A first cured product layer composed of a cured product of a curable composition containing a polymerizable compound and an ionic compound are provided on one surface of a polarizing film containing a dichroic dye in a polyvinyl alcohol resin. A polarizing plate containing an adhesive layer in this order, wherein the curable composition is
(A1) containing an oxetane compound having two or more oxetanyl groups, and (A2) an aliphatic epoxy compound having two or more epoxy groups,
The curable composition, relative to the total amount of the polymerizable compound 100 mass%,
(A1) 15 to 70 mass%, and (A2) 3 to 40 mass%
Containing
A polarizing plate in which the content of the oxetane compound (A3) having one oxetanyl group is 10% by mass or less based on 100% by mass of the total amount of the polymerizable compounds.

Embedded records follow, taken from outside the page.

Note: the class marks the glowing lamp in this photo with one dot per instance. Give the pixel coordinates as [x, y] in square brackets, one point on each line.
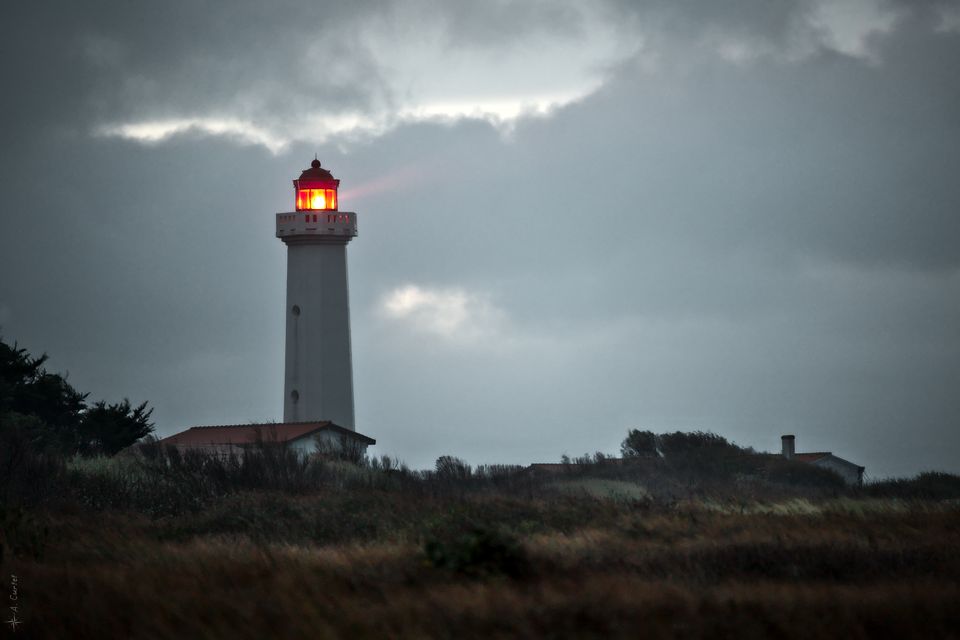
[316, 189]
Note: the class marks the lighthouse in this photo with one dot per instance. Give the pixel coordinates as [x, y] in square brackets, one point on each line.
[318, 372]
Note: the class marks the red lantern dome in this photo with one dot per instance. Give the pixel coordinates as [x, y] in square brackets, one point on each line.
[316, 189]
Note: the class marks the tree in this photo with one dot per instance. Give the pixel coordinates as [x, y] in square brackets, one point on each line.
[27, 389]
[54, 417]
[109, 428]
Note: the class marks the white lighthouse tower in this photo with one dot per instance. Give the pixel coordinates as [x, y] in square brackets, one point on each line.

A first transparent protective film is provided between the first cured product layer and the adhesive layer, and the first transparent protective film is a 4 wt% aqueous solution of potassium iodide at 23° C. and 60% RH in an air atmosphere. Soak for 5 hours, take out, rinse with water at 23°C for 15 seconds in the air, and dry for 15 hours in the dark at 23°C in the air. The polarizing plate according to claim 1, which is 5% or more higher than the polarizing plate. The polarizing plate according to claim 1, wherein a second transparent protective film is provided on a surface of the polarizing film opposite to the first cured material layer side with a second cured material layer interposed therebetween.